Я принял это слово по той же шкале. Не как обещание ей, не как обещание себе. Оно ушло глубоко и осталось там. Этого слова на бумаге нигде не было — я его не записал ни в рабочей тетрадке, ни в письме Тане, ни Прокопенко не озвучивал. Оно осталось у меня одно, отдельно от трёх параллельных полос — мать, Шестаков, перебазирование.

С тридцать первого по плану у меня был исходный к новой операции, и сентябрь — на лежание под Сталинградом. По дальней дуге — октябрь, заволжский тыл, потом, скорее всего, зимняя кампания. По этому слову Веры я в эту дальнюю дугу должен был идти не до конца сентября, не до конца октября, а до конца самой войны. Сколько до этого конца — я в эту ночь в землянке у Конной не знал. Но я знал, что слово у меня в голове встало, и оно отсюда никуда не денется до того момента, пока я по этой дальней дуге не дойду.

Глава 27

«Исходный»

Тридцать первого августа сорок второго года к шести часам утра полк стоял на исходном.

На исходный нас вывели накануне вечером по приказу из дивизии — полевая площадка у северо-западного периметра сталинградского обвода, в семи километрах от Конной по полевой дороге. Площадка была не новая, не обустроенная, а просто полоса утоптанной степи длиной около километра, с маркерами по краям из жердей с белыми тряпками. Землянок на исходном не было. Полк ночевал в палатках, поставленных по западной кромке, у трёх неглубоких овражков.
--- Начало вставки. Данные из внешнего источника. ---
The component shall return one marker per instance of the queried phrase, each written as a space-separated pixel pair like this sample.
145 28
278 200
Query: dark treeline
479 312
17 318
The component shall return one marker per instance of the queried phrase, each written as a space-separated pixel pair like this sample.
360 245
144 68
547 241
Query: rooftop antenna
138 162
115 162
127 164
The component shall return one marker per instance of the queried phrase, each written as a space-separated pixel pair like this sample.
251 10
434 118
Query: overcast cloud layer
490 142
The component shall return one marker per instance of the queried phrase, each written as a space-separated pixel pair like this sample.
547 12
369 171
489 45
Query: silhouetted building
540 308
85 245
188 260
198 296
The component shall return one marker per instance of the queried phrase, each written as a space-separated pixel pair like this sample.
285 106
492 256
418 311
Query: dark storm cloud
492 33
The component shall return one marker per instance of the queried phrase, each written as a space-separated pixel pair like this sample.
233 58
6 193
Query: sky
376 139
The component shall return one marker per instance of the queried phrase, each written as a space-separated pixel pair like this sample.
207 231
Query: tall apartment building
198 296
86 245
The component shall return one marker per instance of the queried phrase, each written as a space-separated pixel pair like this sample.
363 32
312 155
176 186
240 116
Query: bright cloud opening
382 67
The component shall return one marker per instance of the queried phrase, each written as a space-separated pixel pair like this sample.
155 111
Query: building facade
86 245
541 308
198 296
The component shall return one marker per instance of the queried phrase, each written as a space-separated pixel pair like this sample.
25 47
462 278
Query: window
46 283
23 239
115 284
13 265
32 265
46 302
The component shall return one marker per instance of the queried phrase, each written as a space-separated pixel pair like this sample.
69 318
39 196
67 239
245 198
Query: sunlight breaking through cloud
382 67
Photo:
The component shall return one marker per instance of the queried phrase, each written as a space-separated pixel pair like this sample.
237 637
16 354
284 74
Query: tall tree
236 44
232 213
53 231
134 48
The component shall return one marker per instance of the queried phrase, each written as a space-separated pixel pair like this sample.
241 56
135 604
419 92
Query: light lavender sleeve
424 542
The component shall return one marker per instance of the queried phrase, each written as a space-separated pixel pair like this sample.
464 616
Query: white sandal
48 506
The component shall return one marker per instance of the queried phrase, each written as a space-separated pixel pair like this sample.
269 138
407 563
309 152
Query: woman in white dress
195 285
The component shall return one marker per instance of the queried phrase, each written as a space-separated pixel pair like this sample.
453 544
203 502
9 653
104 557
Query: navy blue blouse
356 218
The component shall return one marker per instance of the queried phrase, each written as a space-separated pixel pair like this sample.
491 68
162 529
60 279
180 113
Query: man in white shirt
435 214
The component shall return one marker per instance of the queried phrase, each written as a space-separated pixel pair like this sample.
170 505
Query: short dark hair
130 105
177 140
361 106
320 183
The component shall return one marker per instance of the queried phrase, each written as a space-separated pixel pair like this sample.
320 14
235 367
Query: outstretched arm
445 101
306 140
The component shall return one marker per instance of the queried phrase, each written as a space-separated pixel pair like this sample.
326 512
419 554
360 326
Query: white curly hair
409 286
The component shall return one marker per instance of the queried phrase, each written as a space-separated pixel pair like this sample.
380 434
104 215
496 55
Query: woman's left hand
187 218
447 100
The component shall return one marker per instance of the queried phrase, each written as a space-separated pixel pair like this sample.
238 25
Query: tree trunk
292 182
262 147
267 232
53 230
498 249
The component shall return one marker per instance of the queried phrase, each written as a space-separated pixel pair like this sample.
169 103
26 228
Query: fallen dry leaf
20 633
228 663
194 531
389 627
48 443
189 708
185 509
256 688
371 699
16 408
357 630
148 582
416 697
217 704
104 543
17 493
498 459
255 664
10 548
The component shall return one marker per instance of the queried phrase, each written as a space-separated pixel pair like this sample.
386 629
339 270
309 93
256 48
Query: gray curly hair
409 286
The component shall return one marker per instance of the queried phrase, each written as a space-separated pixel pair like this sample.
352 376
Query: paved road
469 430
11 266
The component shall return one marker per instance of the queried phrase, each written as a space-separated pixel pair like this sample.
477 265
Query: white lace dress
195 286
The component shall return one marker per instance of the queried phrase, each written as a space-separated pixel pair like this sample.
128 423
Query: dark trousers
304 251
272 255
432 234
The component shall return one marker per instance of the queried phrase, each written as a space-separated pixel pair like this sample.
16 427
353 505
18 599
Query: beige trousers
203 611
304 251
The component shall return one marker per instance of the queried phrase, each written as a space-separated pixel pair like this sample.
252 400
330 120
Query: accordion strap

Машины стояли на полосе в шахматном порядке, под брезентовыми чехлами, с маркерами стояночных мест по углам.

К пяти утра тридцать первого числа я вышел из палатки. Воздух стоял прохладный, по нижнему слою росистый, по верхнему сухой. С юго-восточного горизонта тянулась серая полоса. Это был всё тот же дым над Сталинградом, который с двадцать третьего числа стоял там без перерыва. По цвету утром он шёл бледнее, чем к вечеру: серо-розовый, с тонкой чёрной прожилкой ближе к земле. По нижней кромке этого дыма к утреннему солнцу проступала тонкая багровая полоса, шириной градусов в десять, и эта полоса в ясной августовской атмосфере была видна отчётливо, без выдержки. По нашей плановой работе на сентябрь полк должен был идти на эту полосу каждое утро в течение следующих недель, и я по этому утру понимал, что эта тёмная полоска у горизонта у меня в правом борту в кабине останется на каждый полёт.